19 July, 2007

theLady

a bit of mixed bag, this one, but then, what lady isn't? actually i'm speaking of the post being a mixed bag, but the lady in question is of course our lady; that is, Notre Dame de Paris. our day to explore this most famous of cathedrals also took us to many other sights of note around the French capital, including the following, a very important one in the Republic's history:


the Colonne de Juillet (July Column) as a roundabout in the middle of the Place de la Bastille, so named because it was the site of the Bastille prison.

on the 14th of July, 1789, French commoners stormed the Bastille prison that once stood on this spot and subsequently razed it in anger at the ruling regime. this was considered the beginning of the French revolution (a surprisingly affective act then, considering there were only seven inmates at the time) and the date is still celebrated in France as
Fête Nationale (literally National Holiday, though it is known as Bastille Day in English); it is thus similar to America's July 4th "Independence Day" holiday. today nothing remains of the prison whatsoever, and the Colonne de Juillet that now stands in its place can't really compete with the many other attractions Paris boasts. it was worth seeing, of course, but there's not much to hang around the area for.

so we didn't, walking the few blocks (in unseasonable heat) to the Beaubourg area, location of the quirky Centre Georges Pompidou (Pompidou Center). housing a library and a museum, and built essentially with its guts on the outside, the center is named for a former president of France and has grown greatly in popularity from an originally cool reception when it opened in 1977. the building sits on a large square that hosts entertainers of all sorts--on the day we were there a very slapstick comedian was getting a lot of laughs for his schtick and several mimes and "statue" people were busking to healthy crowds. we didn't go in the building, but all the good stuff, such as pipes color-coded to their function, is on the outside anyway:


the Centre Georges Pompidou, an inside-out building in Paris's Beaubourg area. the colors of the pipes and gratings correspond roughly to their functions.

nearby the Pompidou Center is the lady we've been talking about, Our Lady, as it were.

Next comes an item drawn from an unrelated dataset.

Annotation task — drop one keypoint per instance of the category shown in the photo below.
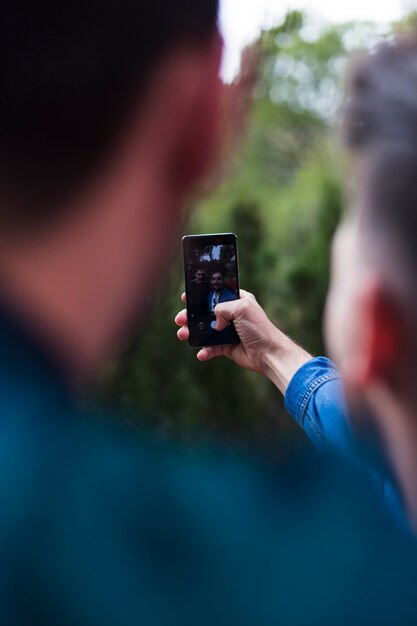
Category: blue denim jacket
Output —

Notre Dame, as we say, means just that and is a common way of referring to the Virgin Mary in French. What we're really talking about however, is Notre Dame de Paris, the amazing cathedral that has served as the backdrop for so many literary and cinematic works. built in the Gothic style, Notre Dame is an imposing structure and has has stood in approximately its present form for over 700 years. primary construction was started in 1163 and took almost 90 years to complete, although the whole building wasn't considered finished for about another hundred.



some views of the in- and outside of Notre Dame de Paris, including the famous gargoyles and one of the "rose" stained-glass windows. it was fairly dark inside and very busy when we were there, with some sort of mass going on, which provided some pomp and ceremony to enhance our visit; below, a view of the River Seine from the Île de la Cité, the island on which Notre Dame stands.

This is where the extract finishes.